Esses autores não avaliam que o neoliberalismo seja uma ideologia convincente e coerente, mas sim bastante fragmentada, composta, entre outros, por uma concepção individualista e de pretensão universalista do eu e da sociedade, que se desdobra em políticas e práticas pró-finanças de difícil contestação, dada sua força retórica, o estreitamento do debate público e dos canais institucionais de mudança a ela associada. Também não vêem o neoliberalismo como uma contrapartida reversa do keynesianismo, uma vez que, há três décadas, ocorre uma reestruturação global da produção, do emprego, do comércio, das finanças, da política, do Estado etc.

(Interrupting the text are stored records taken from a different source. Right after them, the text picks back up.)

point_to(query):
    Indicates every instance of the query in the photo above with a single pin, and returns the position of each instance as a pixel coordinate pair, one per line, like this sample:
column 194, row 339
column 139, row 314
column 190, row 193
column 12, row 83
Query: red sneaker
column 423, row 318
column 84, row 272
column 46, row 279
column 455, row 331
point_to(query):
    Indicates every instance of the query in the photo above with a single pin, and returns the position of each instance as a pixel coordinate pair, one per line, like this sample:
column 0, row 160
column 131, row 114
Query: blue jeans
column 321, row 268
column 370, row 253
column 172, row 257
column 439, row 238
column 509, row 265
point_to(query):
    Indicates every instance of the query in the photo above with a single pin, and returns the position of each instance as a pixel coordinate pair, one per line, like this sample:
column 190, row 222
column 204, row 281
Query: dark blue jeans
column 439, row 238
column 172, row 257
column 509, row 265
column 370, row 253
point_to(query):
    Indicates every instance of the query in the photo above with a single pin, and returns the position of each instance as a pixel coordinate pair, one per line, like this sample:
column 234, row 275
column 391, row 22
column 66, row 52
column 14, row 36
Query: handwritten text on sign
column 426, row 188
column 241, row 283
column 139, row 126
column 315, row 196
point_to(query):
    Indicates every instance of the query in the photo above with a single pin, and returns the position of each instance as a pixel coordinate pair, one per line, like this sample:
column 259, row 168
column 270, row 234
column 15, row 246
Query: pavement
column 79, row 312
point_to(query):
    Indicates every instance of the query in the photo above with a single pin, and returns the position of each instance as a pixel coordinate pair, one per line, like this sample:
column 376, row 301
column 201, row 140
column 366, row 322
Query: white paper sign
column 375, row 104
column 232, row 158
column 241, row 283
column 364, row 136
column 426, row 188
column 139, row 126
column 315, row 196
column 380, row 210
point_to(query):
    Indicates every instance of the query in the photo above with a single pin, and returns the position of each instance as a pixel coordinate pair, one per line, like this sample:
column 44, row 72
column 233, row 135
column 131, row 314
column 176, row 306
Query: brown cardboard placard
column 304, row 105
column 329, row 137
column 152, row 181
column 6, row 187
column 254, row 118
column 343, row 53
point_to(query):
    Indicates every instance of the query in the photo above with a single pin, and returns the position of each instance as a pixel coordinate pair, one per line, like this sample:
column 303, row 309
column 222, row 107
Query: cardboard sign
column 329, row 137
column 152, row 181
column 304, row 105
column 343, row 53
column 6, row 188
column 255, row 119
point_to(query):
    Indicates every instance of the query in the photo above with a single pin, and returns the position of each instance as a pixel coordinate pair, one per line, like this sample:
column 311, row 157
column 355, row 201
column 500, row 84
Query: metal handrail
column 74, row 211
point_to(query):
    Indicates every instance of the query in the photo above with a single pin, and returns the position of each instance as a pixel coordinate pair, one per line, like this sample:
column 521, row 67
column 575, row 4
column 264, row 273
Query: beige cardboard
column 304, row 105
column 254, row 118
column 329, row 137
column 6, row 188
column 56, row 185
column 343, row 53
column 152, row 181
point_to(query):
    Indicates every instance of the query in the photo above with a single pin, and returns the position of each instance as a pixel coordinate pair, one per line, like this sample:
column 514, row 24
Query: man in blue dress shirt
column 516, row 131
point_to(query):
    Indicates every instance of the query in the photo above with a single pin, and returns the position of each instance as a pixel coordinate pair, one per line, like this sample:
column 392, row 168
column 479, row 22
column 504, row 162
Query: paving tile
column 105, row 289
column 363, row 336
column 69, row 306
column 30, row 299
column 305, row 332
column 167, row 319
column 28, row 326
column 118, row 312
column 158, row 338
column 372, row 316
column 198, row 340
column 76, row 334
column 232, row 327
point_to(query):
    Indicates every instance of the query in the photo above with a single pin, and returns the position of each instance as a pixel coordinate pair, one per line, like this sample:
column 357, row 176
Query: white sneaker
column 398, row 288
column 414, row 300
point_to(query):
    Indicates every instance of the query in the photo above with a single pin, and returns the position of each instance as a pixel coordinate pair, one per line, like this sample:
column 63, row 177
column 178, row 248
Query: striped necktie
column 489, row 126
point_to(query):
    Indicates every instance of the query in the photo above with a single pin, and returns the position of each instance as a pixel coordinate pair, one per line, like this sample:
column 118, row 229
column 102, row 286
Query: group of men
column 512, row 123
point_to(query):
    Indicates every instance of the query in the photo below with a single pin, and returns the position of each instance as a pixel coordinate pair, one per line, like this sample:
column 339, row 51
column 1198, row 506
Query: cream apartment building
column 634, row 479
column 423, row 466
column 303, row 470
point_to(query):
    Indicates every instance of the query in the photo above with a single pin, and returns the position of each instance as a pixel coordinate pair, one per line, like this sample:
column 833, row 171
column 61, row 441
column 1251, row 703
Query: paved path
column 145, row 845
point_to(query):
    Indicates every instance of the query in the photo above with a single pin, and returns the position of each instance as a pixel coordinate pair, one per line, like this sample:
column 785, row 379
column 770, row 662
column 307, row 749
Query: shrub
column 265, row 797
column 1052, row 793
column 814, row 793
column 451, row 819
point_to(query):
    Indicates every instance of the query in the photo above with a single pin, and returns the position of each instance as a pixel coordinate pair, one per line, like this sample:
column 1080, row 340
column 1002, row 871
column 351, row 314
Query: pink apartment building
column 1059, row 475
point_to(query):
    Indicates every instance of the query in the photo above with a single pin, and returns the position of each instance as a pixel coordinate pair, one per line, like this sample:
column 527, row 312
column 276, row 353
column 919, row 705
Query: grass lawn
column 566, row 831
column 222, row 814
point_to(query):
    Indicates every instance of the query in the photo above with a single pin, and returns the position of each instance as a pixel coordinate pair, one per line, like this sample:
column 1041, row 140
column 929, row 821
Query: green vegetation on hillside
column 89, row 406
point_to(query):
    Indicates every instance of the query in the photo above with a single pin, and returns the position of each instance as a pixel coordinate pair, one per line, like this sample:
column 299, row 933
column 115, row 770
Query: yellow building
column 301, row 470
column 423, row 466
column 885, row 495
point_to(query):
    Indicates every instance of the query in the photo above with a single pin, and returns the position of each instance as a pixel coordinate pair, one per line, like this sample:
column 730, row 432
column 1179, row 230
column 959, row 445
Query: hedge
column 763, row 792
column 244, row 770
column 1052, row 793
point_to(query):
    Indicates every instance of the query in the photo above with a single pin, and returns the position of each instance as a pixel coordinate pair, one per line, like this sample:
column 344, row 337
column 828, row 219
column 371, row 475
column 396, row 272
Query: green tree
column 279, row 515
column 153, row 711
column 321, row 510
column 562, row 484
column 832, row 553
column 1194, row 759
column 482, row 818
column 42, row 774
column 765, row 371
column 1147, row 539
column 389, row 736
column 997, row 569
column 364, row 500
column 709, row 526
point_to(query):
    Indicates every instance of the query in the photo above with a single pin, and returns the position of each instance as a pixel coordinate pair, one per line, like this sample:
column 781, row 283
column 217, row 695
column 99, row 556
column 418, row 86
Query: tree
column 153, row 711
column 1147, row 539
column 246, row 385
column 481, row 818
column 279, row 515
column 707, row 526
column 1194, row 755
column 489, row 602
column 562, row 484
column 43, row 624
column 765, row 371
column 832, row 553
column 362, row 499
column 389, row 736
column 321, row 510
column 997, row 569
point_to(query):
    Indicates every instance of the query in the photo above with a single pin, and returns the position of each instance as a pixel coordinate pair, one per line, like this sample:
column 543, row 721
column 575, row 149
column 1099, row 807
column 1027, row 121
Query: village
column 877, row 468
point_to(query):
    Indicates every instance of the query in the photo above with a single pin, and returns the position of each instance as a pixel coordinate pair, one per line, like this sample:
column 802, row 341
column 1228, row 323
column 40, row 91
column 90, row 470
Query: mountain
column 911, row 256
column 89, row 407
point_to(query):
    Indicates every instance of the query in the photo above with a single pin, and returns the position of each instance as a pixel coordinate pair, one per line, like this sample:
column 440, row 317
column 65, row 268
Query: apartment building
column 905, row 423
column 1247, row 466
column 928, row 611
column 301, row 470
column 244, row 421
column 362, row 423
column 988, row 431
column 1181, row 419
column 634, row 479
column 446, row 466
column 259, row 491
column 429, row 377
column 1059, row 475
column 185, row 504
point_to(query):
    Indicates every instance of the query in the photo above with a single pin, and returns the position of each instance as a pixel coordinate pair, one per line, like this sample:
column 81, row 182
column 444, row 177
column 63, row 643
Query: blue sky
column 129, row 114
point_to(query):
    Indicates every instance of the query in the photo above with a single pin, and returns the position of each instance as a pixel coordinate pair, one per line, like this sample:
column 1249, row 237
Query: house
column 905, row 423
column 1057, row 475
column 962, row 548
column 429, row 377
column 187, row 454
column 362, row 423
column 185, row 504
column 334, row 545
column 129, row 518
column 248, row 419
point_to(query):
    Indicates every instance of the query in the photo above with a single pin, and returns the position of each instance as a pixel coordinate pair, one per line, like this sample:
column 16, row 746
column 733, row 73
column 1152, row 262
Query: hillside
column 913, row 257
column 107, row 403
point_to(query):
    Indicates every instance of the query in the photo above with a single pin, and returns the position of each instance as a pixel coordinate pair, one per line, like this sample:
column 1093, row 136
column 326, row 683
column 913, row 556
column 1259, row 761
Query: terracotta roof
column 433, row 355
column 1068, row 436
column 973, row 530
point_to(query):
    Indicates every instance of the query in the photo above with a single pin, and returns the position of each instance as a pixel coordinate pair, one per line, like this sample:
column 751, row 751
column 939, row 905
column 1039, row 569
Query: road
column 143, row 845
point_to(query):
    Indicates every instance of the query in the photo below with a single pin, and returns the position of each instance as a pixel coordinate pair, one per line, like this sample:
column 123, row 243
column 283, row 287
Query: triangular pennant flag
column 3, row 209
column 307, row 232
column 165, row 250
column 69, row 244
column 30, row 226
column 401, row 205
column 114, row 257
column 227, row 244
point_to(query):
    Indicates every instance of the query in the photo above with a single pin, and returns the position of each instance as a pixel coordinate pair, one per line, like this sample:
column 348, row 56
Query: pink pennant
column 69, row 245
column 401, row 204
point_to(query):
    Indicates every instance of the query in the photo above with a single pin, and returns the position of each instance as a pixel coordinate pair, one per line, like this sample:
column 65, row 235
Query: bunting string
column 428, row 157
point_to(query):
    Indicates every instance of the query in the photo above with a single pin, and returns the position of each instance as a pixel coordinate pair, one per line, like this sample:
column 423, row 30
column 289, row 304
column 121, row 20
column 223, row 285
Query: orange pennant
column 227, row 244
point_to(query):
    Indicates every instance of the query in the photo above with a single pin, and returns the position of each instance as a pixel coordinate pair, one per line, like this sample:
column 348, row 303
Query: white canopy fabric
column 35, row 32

Nesse sentido, o neoliberalismo não seria uma mera mudança em políticas públicas que poderiam ser prontamente revertidas. Tampouco eles avaliam que o neoliberalismo tem a ver, primeiramente, com uma mudança circunscrita ao dualismo entre Estado e mercado. Mais do que ter sido reduzida, a intervenção estatal transformou-se e articulou-se à reprodução econômica e social da financeirização. A mudança do equilíbrio de poder contra o trabalho e a favor do capital não diz respeito apenas à esfera da circulação (demanda efetiva fraca) e da distribuição (entre salários e lucros), mas ao conjunto da reestruturação econômica e social.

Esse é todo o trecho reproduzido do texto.